Lastly, we are going to make a state transition graph. Even though this looks like a network, don’t confuse it with the Boolean network above. Here, each node in the network is a different state, meaning each single node represents one state of the entire Boolean network. In this state transition graph, we’re going to draw out how to update the state based on the defined rules. For example, if we are ever in state 1 aka [0,0,0]

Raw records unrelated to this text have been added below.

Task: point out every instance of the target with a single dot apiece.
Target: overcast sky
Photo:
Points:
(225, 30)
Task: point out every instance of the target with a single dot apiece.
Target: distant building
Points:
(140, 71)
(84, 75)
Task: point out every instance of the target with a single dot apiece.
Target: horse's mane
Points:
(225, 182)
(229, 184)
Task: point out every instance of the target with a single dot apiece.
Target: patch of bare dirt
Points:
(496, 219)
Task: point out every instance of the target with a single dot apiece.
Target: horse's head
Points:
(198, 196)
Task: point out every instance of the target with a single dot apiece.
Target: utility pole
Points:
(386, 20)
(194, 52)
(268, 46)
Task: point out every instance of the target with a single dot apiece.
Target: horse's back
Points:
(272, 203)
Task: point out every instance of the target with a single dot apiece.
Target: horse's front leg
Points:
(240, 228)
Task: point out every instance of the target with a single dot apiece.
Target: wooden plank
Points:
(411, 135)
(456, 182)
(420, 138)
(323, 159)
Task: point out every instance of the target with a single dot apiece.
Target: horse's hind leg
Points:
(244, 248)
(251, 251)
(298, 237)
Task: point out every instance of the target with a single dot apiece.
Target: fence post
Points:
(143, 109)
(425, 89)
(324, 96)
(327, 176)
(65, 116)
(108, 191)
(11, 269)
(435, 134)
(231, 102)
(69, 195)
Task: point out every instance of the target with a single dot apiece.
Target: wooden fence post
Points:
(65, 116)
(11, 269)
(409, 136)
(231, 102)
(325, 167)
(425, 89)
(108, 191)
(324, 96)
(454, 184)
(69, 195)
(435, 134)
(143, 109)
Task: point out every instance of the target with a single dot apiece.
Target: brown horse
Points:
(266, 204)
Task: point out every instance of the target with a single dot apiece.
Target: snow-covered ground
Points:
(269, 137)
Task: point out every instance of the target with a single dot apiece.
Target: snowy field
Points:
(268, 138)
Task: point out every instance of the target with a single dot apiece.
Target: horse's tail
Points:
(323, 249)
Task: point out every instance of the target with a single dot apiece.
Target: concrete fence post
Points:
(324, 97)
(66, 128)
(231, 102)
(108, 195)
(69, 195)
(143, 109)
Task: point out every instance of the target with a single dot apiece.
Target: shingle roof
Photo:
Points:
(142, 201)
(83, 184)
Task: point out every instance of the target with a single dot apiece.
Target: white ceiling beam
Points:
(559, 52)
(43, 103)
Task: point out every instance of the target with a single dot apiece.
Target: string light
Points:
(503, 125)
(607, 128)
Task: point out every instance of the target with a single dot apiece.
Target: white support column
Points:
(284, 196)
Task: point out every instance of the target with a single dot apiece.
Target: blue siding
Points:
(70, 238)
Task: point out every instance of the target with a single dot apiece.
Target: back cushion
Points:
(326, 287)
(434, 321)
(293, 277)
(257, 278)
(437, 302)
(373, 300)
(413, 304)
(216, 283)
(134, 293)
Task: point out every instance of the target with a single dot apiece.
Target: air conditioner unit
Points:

in this smaller network, we know we will move to state 2 aka [0,0,1]
. When we then look at that state in the second row of the truth table, we see something interesting: we stay in state [0,0,1]
! Aha! We’ve reached an attractor, giving us the solution for this network if we start from [0,0,0]
.
What if we start from state 8, [1,1,1]
? If you follow the same logic, you’ll find that we eventually end up in the same attractor as before, state 2 aka [0,0,1]
. The state transition graph makes this clear:
Interestingly, if we start in state 4, 6, or 3, we end up cycling between states 6 and 3 for eternity. This is a cyclic attractor.
Finally, back to our puzzle! Do you think you have the tools to solve it? Since there are so many people, there are a lot of possible initial conditions, and the state transition graph will be very large. However, we can still consider a few starting states: who goes to the party when no one wants to go initially, and who goes when everyone initially wants to go?
Use the two tables below to fill in each additional row until you reach a stable attractor. That’s your solution! Make sure at each step, you reference the friends’ decisions in the previous row, not the current row. Good luck!
Next post, I’ll talk about how we actually figure out the rules in the first place when we are talking about transcription factor networks.
* An interesting (yet somewhat debated) fact about biological networks is that they tend to be “scale-free.” Scale-invariance is a property meaning that the underlying structure of the network doesn’t change as the network grows. In scale-free networks, you will find that the distribution of edges connected to each node follows a power-law distribution. In simpler terms, this means that are there many nodes with only a few connections, and few nodes with many connections. This is true of airports (Atlanta is one of those few highly-connected nodes) and social networks (there are usually a few well-connected people), but also critical in biological networks where a few nodes have much more control than average. A great visualization of this can be found here. Centrality notions like scale-invariance can also have some interesting side effects, like the fact that on average, most people have fewer friends than their friends have.
** If you’re super savvy with this Boolean language stuff, you might also include XOR, which means “exclusive or.” In Boolean language, “or” means something a little different than everyday language; instead of meaning “one or the other, but not both,” it means “at least one or the other, including both.” XOR is what we mean when we say “or” in the English langauge– “one of the other, but not both.”